Some sources close to the Vatican believe that if Francis were to meet with the former auditors, it may offer him a face-saving way to acknowledge that a mistake had been made, reverse the Vatican’s action and come to an amicable out-of-court settlement. 

Should that not happen, and Milone and Panicco continue to believe justice has not been served, they are likely to go public with the financial misconduct they say they uncovered through their auditing work.  

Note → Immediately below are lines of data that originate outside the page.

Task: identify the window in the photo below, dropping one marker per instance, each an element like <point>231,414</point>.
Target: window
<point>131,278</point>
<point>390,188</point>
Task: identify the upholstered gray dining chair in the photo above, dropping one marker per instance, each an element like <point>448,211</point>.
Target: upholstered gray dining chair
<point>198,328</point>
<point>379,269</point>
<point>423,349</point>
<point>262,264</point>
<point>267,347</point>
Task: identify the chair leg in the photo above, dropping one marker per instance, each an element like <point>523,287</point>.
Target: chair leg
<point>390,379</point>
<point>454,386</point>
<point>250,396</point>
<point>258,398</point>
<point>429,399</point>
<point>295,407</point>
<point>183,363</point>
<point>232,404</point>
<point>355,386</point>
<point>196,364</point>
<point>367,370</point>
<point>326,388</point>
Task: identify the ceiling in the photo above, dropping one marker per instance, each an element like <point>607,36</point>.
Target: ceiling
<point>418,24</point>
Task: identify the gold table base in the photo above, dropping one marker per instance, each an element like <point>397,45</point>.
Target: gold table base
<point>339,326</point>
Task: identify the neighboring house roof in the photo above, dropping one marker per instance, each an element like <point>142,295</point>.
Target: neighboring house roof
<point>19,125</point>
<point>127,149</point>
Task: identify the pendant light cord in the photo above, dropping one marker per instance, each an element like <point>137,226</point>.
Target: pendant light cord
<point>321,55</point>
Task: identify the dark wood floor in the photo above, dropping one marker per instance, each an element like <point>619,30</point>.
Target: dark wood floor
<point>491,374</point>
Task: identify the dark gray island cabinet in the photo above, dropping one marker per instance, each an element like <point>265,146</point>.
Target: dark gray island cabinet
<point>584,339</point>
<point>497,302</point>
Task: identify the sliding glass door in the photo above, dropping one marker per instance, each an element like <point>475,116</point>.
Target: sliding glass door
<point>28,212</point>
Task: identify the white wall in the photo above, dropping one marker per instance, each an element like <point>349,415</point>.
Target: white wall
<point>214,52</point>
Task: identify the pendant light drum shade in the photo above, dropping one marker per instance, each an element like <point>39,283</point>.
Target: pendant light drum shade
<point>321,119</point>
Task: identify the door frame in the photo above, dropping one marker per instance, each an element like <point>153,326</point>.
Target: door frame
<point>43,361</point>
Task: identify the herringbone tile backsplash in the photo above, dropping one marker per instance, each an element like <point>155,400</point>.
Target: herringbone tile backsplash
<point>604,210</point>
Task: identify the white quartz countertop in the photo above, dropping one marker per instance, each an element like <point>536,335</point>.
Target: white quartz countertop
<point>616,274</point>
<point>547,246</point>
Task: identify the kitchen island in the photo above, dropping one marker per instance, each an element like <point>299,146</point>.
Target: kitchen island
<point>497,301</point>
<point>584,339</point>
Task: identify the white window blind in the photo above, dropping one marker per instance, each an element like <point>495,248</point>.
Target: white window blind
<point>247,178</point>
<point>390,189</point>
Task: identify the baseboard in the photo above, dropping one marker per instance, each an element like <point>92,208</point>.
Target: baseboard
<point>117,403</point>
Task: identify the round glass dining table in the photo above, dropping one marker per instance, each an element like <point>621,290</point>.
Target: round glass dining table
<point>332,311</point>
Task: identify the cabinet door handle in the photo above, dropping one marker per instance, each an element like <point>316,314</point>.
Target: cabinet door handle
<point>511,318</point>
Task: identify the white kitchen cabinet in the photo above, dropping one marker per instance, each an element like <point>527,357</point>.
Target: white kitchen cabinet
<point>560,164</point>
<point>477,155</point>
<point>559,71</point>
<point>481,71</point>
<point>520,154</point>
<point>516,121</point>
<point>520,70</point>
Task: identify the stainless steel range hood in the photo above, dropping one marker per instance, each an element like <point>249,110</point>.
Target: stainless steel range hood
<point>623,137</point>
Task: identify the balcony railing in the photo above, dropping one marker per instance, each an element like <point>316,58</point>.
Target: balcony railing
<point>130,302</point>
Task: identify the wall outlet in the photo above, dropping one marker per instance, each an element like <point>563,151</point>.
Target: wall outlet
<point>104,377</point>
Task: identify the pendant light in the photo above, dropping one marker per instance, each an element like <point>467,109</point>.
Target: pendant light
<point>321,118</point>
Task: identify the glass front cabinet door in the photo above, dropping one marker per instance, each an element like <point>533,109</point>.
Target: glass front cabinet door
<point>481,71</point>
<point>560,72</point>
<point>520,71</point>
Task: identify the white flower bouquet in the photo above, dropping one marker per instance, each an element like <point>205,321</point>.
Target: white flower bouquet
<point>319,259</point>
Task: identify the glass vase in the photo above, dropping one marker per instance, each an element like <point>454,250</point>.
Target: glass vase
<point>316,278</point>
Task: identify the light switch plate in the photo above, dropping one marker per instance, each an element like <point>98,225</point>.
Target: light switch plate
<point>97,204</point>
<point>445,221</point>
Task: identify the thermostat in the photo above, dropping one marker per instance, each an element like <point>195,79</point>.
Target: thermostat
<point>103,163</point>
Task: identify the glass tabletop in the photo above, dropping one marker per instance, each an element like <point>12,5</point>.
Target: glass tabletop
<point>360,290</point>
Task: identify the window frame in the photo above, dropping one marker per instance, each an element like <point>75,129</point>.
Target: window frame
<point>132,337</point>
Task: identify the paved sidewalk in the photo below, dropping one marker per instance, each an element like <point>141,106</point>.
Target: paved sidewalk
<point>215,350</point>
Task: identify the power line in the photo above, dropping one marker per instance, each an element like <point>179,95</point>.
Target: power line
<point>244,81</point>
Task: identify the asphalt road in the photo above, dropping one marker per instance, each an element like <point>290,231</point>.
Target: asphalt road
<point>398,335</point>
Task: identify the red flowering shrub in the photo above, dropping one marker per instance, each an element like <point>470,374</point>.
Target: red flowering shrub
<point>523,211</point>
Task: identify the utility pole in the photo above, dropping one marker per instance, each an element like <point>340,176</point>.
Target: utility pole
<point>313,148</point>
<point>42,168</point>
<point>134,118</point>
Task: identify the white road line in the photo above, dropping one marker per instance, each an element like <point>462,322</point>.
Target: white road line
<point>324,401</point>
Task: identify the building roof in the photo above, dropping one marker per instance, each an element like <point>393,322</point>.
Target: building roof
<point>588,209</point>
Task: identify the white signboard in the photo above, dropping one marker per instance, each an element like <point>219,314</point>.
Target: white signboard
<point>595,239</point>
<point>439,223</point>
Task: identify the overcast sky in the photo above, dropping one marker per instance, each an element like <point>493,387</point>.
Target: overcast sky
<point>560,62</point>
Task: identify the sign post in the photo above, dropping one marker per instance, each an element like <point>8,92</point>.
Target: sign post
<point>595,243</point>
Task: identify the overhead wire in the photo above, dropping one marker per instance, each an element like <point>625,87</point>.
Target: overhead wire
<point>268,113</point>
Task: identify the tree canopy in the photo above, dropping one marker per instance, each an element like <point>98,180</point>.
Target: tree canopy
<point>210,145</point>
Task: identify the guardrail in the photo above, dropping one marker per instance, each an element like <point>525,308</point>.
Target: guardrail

Milone has already given reporters basic facts about some of these discoveries but says there are plenty more. These allegations include the disappearance of 2.5 million euros ostensibly donated to construct a new pavilion for the Vatican-run Bambino Gesù pediatric hospital, and the illicit use of 170,000 euros from Vatican police funds to cover the costs of renovating the Vatican apartment belonging to its then-commander, Domenico Giani — the same commander who led the raid on the auditors’ offices that led to their forced dismissal. 

Another instance of alleged malfeasance involves the questionable granting of $50 million of Vatican funds to a medical entity that was already hundreds of millions of dollars in debt.

Whether or not an out-of-court settlement is reached, most or all of the alleged financial misappropriation and poor stewardship in the Roman Curia — which one well-informed source estimates has cost the Vatican $500 million since the 1980s — may need to be made public if reforms in this area are ever to be made truly effective.